• Aries You will be saved from total personal collapse by quick-thinking friends who build you a makeshift set of flying buttresses.
  • Taurus Your addiction to chocolate reaches new depths of depravity. At least, as much as that's possible for an "addiction" to what is, after all, merely a sweet confection.
  • Gemini You will be praised by fellow right-wing extremists when you successfully attack a clinic which performs birth-control operations on pets.
  • Cancer The nation will continue to ignore you despite your willingness to debate George W. Bush.
  • Leo The events of next Saturday will cast doubts on the adage that a bad day fishing is better than a good day at work.
  • Virgo Your bad luck finding a decent man continues, primarily because you're such a goddamned fat-assed hog.
  • Libra Your plan to commit the perfect crime is flawed in one important aspect: Sitting on the couch watching football all weekend is not illegal.

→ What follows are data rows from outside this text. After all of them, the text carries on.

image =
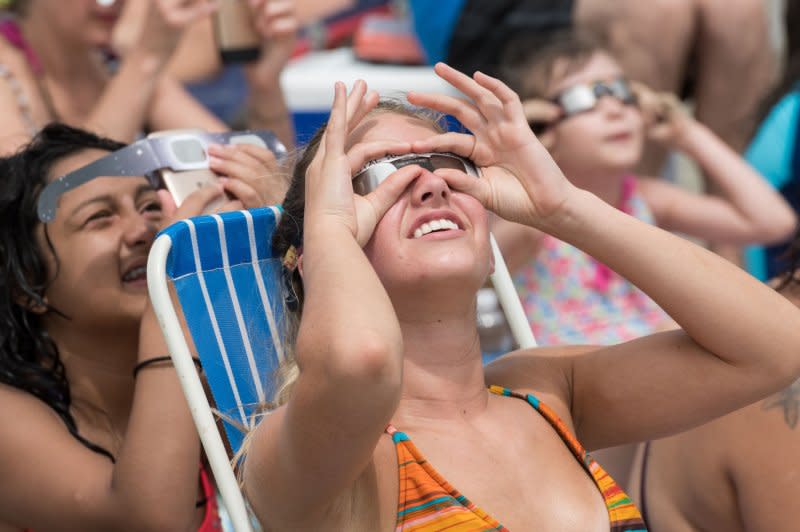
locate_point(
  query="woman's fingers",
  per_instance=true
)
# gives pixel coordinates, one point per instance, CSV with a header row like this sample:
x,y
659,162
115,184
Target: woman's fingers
x,y
484,99
459,143
465,111
337,123
461,182
354,102
537,110
501,91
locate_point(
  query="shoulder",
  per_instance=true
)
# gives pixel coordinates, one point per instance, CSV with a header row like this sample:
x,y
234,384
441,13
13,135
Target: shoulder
x,y
20,406
546,372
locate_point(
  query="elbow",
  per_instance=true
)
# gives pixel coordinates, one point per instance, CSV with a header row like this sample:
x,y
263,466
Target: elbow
x,y
373,359
366,360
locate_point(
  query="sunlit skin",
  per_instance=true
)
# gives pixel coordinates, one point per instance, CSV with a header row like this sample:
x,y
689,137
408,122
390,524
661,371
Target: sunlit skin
x,y
606,142
436,262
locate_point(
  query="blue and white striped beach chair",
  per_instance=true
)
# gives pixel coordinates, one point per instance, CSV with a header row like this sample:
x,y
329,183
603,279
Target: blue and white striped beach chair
x,y
228,285
226,281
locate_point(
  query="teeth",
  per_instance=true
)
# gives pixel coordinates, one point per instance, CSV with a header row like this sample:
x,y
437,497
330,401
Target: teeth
x,y
434,225
135,273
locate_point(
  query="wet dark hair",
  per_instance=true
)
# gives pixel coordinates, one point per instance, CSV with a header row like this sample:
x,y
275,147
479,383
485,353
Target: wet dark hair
x,y
530,68
29,359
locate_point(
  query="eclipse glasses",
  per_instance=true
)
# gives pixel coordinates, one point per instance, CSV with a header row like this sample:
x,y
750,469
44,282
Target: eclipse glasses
x,y
181,151
375,172
585,97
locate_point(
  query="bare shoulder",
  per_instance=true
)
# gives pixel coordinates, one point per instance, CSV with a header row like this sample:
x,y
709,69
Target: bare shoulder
x,y
25,416
546,372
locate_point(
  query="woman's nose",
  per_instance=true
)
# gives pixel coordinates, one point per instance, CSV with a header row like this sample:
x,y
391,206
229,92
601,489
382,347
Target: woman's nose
x,y
430,189
139,230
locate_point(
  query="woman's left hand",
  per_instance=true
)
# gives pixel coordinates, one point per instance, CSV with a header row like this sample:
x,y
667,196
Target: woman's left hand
x,y
251,174
276,21
521,182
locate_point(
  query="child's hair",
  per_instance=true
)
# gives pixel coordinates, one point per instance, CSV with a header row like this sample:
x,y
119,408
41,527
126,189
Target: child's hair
x,y
29,358
532,72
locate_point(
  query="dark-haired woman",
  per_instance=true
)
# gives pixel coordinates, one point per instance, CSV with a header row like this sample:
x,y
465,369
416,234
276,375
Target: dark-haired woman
x,y
85,444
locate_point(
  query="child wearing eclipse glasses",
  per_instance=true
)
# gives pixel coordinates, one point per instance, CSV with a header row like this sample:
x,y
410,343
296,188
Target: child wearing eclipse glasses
x,y
594,123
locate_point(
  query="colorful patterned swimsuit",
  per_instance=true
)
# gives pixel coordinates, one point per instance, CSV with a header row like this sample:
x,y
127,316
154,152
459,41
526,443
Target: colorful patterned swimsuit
x,y
571,298
428,503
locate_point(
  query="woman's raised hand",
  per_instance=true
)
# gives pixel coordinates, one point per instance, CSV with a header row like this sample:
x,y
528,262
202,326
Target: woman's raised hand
x,y
163,21
521,182
277,23
329,188
250,173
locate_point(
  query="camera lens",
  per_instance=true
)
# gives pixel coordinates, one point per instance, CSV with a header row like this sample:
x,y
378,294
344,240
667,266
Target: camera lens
x,y
188,151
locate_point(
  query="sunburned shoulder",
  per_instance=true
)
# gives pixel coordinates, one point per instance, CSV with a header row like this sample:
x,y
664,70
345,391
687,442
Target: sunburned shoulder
x,y
545,372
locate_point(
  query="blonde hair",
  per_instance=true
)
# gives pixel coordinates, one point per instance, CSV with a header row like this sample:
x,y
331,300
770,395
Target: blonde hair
x,y
289,233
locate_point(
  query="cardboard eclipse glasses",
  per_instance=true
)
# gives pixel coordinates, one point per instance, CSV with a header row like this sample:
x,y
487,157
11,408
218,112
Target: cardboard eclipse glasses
x,y
375,172
179,151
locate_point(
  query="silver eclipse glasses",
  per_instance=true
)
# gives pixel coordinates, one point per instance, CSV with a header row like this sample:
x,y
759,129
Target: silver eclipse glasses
x,y
375,172
585,96
179,151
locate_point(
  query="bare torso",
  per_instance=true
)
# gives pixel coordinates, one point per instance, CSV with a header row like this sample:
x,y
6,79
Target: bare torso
x,y
736,473
508,461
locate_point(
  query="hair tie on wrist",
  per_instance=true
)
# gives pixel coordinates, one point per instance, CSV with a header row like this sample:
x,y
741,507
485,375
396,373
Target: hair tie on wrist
x,y
156,360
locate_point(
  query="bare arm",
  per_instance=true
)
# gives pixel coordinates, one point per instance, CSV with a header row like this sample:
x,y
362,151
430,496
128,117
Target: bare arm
x,y
761,460
726,356
739,340
349,346
747,210
138,81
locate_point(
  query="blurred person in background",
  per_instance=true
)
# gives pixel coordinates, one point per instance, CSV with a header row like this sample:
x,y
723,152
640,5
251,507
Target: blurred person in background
x,y
737,473
775,150
103,66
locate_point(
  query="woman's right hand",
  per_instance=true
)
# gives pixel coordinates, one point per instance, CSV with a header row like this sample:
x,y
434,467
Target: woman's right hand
x,y
520,181
328,185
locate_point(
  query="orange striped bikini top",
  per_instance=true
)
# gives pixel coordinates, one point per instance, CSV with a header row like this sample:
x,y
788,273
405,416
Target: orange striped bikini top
x,y
428,503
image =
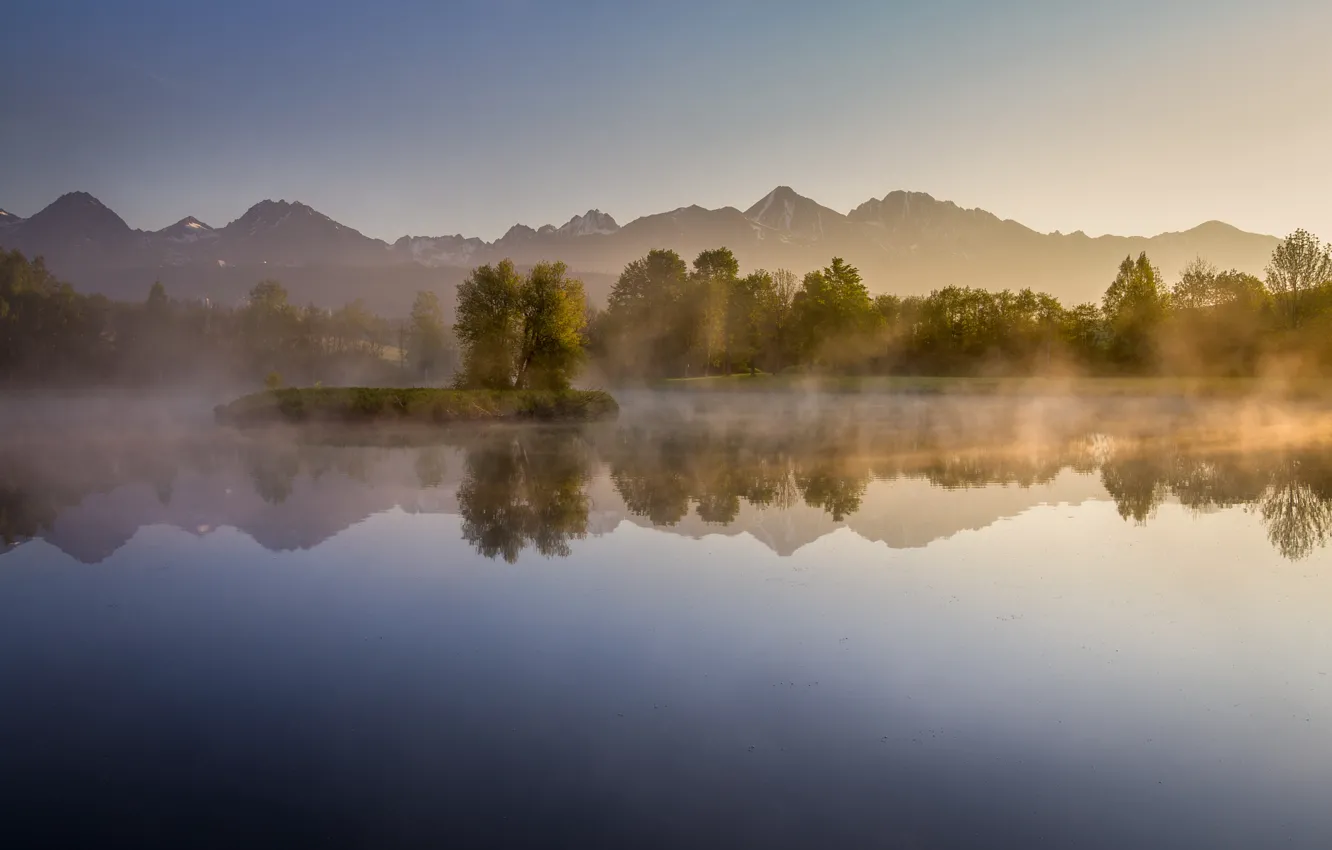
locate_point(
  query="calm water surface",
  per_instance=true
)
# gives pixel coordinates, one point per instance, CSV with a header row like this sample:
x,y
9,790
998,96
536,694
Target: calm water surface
x,y
797,622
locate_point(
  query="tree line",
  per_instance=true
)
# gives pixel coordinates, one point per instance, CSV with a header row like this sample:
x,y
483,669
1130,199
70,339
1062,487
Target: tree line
x,y
529,488
52,335
670,320
667,319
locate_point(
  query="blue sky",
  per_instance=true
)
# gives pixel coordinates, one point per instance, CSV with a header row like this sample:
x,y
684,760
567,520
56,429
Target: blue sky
x,y
438,117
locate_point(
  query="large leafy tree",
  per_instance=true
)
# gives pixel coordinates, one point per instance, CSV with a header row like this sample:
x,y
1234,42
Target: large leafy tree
x,y
428,341
652,323
833,315
520,331
488,325
552,313
1300,267
715,277
1135,307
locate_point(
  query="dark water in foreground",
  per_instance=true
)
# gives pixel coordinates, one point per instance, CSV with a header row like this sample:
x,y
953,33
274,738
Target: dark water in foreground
x,y
897,622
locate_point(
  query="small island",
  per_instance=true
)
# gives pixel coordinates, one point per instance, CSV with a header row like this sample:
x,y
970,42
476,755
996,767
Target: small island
x,y
522,343
413,405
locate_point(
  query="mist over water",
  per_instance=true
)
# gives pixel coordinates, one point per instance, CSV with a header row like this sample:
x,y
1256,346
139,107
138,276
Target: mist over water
x,y
791,620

  • Scorpio Your dead grandmother shocks the nation by standing up in her grave and yelling, "Ouch!"--as she once predicted--when someone hits you really hard.
  • Sagittarius You will be embarrassed to find that what you thought was your own life is actually a rip-off of that of Thomas J. Walters (1921-1979) of Waltham, MA.
  • Capricorn Your attempt to "run with the big dogs" results in an array of bite wounds and a flaming case of rabies.
  • Aquarius You will score a ton of free advertising when your prostitution bust is televised on the local community channel.
  • Pisces Sometimes the stars wonder what happened to Sandra. She always had the worst damn luck.